Catching up with Katie Lamb the other afternoon, we had our first chat since she was named the mayor of Damascus, Virginia, following last year’s election.
Lamb, 50, wants to help small businesses in this small town that relies on lots of visits by folks pedaling bicycles on the Virginia Creeper Trail and tracking their boots on the Appalachian Trail.
“The Creeper” has been doing OK recently, with a healthy number of visitors even amid the coronavirus pandemic.
Folks just want to get outside, take off their masks and ride.
And, spaced out with social distancing, they can do that on the Virginia Creeper Trail.
You can do the same on the Appy Trail.
But that’s trickier.
Day trips? No big deal.
Go hike and see the ponies at Grayson Highlands State Park, east of Damascus. Or let’s just stay in Washington County and take a walk in the woods on the Appalachian Trail.
That’s all good.
But what about thru-hiking?
This year, the Appalachian Trail Conservancy is advising folks to stay home amid the pandemic.
In other words, don’t try hiking more than 2,000 miles from Georgia to Maine, then catch the coronavirus and get stuck somewhere while you’re sick and tired.
Oh, so tired.
Practically anyone who has had the coronavirus will say just how tired this mess makes you — and keeps you feeling tired for at least two weeks later.
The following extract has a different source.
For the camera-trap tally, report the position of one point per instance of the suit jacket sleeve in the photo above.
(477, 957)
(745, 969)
Back to Damascus: This town hosts its annual Trail Days festival every May.
And it’s going to try to do that again this year, even amid the ATC’s warnings that hiking the whole trail is not a great idea.
Just ask Lamb, the new mayor of Damascus.
“Damascus is the friendliest town on the trail. We were given that name many, many years ago. It’s a meeting point for a lot of the hikers, especially during Trail Days.”
That means businesses will suffer if the festival gets canceled again this year, Lamb said.
And so will the towns’ meals and lodging tax revenues, Lamb said, adding, “I hope that we can successfully have Trail Days this year.”